A new report from engagement banking platform, Backbase and African Banker magazine shows the pandemic has had a marked impact on non-cash payments.
This has, therefore, accelerated the shift in African banks’ model as it has highlighted the many limitations they were facing.
“A massive 49% of African banks said that they had greatly increased the speed of implementation because of Covid-19,” the report reads in part.
“Some banks were already trying to transition from the traditional model before the pandemic, due to the emergence of new competition on the part of African fintech and pure digital players.
It is on that premise that the need to transform banking practices seems widely accepted.
African Banker’s team surveyed more than 100 banks on how they rank digitization among their main priorities, their expenditure on digital development, the impact of Covid, their digital offerings for SME customers and their priorities within the digital space.
Almost 81% of respondents described themselves as being open to change, highlighting an overwhelming consensus over “how crucial digital transformation is to the future of African banking.”
About 60% of lenders described it as the single most important factor and another 34% stated that it was among their top three priorities.
African banks are also making big adjustments to their budgets to accommodate digital development.
The survey shows a total of 39% of respondent banks have ring-fenced at least $3 million for digital transformation and innovation.
But challenges remain. The report indicates a lack of inclusion of African small and medium enterprises in the new digital platforms and the banking system in general.
“SMEs are often afraid of the huge fees that banks usually charge.
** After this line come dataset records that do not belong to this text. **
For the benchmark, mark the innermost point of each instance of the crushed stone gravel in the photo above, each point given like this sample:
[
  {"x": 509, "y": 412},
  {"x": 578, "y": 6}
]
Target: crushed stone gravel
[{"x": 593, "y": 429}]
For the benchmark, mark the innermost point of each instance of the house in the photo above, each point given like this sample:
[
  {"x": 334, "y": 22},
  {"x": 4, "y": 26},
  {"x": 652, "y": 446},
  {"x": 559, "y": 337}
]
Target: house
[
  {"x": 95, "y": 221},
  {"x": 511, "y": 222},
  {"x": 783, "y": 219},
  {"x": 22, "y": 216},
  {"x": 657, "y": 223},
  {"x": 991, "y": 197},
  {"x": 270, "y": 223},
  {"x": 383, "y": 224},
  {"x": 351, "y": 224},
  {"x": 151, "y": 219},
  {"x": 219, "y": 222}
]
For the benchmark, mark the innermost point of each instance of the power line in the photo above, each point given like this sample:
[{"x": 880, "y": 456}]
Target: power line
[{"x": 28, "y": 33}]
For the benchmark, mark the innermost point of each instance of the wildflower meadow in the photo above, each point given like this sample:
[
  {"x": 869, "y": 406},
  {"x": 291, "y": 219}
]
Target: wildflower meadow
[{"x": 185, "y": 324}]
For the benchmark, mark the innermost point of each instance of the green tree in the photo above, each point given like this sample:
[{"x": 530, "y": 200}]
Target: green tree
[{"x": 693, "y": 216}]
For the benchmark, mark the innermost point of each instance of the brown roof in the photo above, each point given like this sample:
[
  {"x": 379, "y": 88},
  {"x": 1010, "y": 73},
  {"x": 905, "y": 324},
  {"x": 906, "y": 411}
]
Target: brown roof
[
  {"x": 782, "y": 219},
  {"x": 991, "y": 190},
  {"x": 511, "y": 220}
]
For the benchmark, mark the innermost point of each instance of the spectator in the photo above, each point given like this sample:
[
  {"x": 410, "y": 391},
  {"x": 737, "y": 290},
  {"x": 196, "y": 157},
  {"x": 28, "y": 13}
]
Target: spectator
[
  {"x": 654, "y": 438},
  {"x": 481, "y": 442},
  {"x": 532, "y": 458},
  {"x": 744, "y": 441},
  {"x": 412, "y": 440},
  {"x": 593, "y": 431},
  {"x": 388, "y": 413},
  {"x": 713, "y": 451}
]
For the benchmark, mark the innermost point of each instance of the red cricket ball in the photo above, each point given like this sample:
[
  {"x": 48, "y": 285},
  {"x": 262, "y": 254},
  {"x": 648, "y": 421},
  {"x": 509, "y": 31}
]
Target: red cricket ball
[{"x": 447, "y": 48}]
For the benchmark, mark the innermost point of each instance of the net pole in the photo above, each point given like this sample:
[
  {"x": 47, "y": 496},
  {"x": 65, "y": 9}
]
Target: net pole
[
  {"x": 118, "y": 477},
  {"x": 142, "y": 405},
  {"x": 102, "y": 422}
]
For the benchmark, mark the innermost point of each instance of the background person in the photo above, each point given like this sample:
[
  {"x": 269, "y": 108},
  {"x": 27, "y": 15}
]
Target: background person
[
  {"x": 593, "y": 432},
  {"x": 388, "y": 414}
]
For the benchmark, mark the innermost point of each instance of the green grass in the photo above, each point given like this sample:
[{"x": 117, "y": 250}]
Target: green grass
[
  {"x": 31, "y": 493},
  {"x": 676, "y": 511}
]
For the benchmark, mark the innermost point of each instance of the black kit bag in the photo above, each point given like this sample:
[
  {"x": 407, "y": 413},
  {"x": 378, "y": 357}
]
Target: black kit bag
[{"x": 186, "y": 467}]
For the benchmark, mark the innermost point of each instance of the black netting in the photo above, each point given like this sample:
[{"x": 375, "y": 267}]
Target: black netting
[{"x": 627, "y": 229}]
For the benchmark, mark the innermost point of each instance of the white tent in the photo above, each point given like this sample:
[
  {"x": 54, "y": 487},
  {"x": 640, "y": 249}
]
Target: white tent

Being unable to address these potential customers represents a missed opportunity for banks, even more so in the digital era where SMEs are being lured by the new fintech players,” says the report.
“Fortunately, some lenders have adopted strategies to address these issues, and their efforts could be an inspiration to the industry.”
In East African countries including Kenya, Uganda and Tanzania, mobile money is already the currency of choice, with leading banks in those markets partnering with mobile money operators to issue loans and other digital financial offerings to consumers.
According to IBS Intelligence analyses, neobanks and challenger banks are well-positioned to meet the digital challenges and garner the benefits of the new digital economy in Africa.
As the market transforms, they are shaking up the traditional branch-based banking systems and pushing the industry to become more agile and competitive.
The results, IBS argues, will be a big win for consumers who want banking services and not just banks.
“Consumers and financial institutions are deftly adapting to the rising demands of a tech-accelerated and pandemic-impacted world, which have presented an array of solutions, ideas, and opportunities to the banking sector’s difficulties,” reads the analyses in part.